JAKARTA, KOMPAS.com - Tak kurang dari 167.961 unit rumah rusak akibat gempa bumi yang mengguncang wilayah Lombok dan sekitarnya, beberapa waktu lalu.
Badan Nasional Penanggulangan Bencana (BNPB) telah melakukan verifikasi sementara terhadap 107.509 unit rumah yang rusak.
Hasilnya, 32.970 unit terindikasi rusak berat, 19.967 unit rusak sedang, dan 54.572 unit rusak ringan.
Pemerintah pun berencana merehabilitasi rumah yang rusak dengan teknologi rumah instan sederhana sehat (Risha). Namun, upaya tersebut justru dikritik Wakil Ketua DPR Fahri Hamzah.
"Soal Risha, ada kesan di lapangan bahwa uang masyarakat ditahan di rekening karena ada supplier (pemasok) Risha," kata Fahri saat memimpin rapat konsultasi tindak lanjut penanganan gempa bumi NTB di Kompleks Parlemen, Senin (10/9/2018).
Menurut Fahri, masyarakat berkeinginan untuk membangun rumah sendiri secara bersama-sama dengan menggunakan puing-puing yang ada.
Namun, ia mengaku, tak sedikit masyarakat yang belum memahami bagaimana mengaplikasikan teknologi Risha yang diklaim tahan gempa di daerah rawan gempa seperti NTB.
"Rumah yang rusak kebanyakan rumah yang dibangun dengan beton. Komposisi kapur lebih banyak dari pada semennya," ungkap Fahri.
Untuk diketahui, pemerintah berencana menyalurkan anggaran sebesar Rp 50 juta per kepala keluarga yang rumahnya mengalami rusak berat.
Sementara, rumah dengan kerusakan sedang akan mendapat bantuan sebesar Rp 25 juta dan Rp 10 juta untuk rumah rusak ringan.
Sementara itu, Menteri Pekerjaan Umum dan Perumahan Rakyat (PUPR) Basuki Hadimuljono mengatakan telah bekerja sama dengan Kamar Dagang Indonesia (Kadin) untuk membuat 8.000 material konstruksi di lima kecamatan, yaitu Pemenang, Tanjung, Kayangan, Bayan dan Gangga.

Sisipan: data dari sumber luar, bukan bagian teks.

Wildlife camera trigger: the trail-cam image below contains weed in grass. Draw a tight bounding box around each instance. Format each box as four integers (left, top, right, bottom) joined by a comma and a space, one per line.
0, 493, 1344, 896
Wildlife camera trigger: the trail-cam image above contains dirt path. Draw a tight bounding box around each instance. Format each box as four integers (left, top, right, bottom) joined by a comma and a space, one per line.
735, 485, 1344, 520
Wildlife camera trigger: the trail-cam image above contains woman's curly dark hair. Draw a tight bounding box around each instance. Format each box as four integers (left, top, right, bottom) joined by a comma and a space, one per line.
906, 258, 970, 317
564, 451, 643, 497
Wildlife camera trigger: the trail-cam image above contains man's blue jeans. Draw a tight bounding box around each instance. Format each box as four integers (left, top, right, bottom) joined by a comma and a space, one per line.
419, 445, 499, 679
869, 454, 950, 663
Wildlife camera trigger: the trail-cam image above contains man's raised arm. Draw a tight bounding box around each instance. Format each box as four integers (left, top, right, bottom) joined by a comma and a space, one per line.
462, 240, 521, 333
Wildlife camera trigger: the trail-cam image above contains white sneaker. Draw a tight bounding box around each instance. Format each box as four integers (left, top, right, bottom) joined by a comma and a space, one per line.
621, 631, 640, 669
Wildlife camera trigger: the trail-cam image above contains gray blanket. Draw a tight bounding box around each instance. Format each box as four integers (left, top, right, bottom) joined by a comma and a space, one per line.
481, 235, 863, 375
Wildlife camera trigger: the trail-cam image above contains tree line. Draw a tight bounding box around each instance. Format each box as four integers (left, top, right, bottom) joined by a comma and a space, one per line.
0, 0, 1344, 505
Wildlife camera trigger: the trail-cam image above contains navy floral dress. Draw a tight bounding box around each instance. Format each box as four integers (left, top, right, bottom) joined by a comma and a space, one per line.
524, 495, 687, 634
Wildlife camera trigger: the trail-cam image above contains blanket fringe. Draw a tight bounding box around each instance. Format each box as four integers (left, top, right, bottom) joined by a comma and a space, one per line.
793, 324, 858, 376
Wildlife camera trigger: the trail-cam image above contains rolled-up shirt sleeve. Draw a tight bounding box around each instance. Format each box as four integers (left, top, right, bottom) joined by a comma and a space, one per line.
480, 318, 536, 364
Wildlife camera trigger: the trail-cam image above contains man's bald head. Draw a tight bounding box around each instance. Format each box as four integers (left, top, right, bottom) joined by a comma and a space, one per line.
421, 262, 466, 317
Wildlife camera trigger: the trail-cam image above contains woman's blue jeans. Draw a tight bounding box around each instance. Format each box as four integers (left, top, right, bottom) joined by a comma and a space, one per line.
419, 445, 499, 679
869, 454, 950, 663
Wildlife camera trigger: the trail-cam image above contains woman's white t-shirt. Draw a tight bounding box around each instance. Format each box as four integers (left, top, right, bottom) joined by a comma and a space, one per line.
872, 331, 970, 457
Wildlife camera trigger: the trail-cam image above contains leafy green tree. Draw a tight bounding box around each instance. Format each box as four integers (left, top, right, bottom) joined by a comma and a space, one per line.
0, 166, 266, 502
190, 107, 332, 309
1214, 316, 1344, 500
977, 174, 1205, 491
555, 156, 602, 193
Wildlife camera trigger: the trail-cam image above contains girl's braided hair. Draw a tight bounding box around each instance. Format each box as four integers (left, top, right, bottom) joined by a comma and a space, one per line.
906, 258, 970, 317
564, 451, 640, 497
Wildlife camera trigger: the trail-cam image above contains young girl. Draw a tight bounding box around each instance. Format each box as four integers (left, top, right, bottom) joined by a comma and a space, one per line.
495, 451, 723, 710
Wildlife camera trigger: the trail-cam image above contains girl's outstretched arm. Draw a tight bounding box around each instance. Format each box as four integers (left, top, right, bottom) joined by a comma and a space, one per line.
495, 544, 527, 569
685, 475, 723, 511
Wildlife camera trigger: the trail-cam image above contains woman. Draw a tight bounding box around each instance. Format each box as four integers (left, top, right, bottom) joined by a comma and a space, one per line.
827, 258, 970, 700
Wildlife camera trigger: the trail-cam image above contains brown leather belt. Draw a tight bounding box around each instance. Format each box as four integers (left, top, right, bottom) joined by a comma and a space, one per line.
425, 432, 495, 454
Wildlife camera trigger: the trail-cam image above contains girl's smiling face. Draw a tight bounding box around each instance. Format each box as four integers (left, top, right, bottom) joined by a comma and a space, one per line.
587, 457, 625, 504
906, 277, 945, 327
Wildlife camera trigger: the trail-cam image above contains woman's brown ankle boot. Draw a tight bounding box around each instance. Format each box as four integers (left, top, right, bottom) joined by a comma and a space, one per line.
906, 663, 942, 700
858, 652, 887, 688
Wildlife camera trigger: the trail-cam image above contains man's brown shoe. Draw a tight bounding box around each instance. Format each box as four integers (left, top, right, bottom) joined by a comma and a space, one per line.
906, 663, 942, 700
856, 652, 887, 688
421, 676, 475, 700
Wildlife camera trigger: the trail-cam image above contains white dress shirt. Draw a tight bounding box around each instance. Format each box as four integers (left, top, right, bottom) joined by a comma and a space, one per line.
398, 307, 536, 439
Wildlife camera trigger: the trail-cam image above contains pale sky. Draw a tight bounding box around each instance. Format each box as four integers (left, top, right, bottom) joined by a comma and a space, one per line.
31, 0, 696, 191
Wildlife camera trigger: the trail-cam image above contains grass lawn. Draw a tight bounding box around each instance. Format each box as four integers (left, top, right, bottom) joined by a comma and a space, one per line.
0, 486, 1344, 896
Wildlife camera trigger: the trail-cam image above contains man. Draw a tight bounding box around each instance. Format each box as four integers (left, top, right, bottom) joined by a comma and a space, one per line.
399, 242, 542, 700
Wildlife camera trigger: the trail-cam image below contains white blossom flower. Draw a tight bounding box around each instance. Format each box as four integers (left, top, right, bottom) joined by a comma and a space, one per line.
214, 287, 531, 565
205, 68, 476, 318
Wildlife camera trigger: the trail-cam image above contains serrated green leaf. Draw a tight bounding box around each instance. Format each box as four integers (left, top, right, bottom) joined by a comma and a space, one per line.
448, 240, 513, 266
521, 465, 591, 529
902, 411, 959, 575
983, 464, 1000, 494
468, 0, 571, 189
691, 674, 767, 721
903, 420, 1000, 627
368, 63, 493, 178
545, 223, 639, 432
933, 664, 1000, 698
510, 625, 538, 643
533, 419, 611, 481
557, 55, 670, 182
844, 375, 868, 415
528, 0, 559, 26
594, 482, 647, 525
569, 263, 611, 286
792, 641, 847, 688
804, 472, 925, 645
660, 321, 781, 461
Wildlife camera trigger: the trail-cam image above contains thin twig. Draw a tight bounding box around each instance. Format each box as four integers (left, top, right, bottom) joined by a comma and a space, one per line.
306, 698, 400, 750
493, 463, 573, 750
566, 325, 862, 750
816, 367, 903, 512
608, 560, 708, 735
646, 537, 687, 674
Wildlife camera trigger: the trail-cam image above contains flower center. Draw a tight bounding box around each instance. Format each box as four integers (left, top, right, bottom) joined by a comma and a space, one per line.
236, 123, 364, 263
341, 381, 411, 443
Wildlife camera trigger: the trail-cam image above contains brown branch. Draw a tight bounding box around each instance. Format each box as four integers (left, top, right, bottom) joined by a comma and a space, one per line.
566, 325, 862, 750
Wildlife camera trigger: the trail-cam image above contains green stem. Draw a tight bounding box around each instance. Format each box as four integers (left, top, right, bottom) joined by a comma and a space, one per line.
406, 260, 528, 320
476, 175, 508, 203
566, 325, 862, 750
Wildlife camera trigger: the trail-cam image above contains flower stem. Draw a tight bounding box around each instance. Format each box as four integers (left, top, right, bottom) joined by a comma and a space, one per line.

Basuki memastikan Risha yang akan dibangun pemerintah dilaksanakan secara bergotong royong dengan melibatkan masyarakat.
Pemerintah pusat mengerahkan tim untuk mendampingi masyarakat dalam membuat kolom-kolom bangunan yang diperlukan.
"Jadi Risha itu hanya strukturnya, dindingnya bisa dari kayu, bisa dari batu-bata yang ditentukan sendiri oleh masyarakat. Metodenya rekompak, jadi dia swakelola dikerjakan sendiri oleh masyarakat," jelas Basuki.
"Dengan swakelol ini, masyarakat tidak hanya menonton tapi gotong royong mengerjakan rumahnya sendiri, sehingga akan lebih cepat dari pada dikerjakan kontraktor. Tidak ada kontraktor untuk pembangunan rumah," tegas Basuki.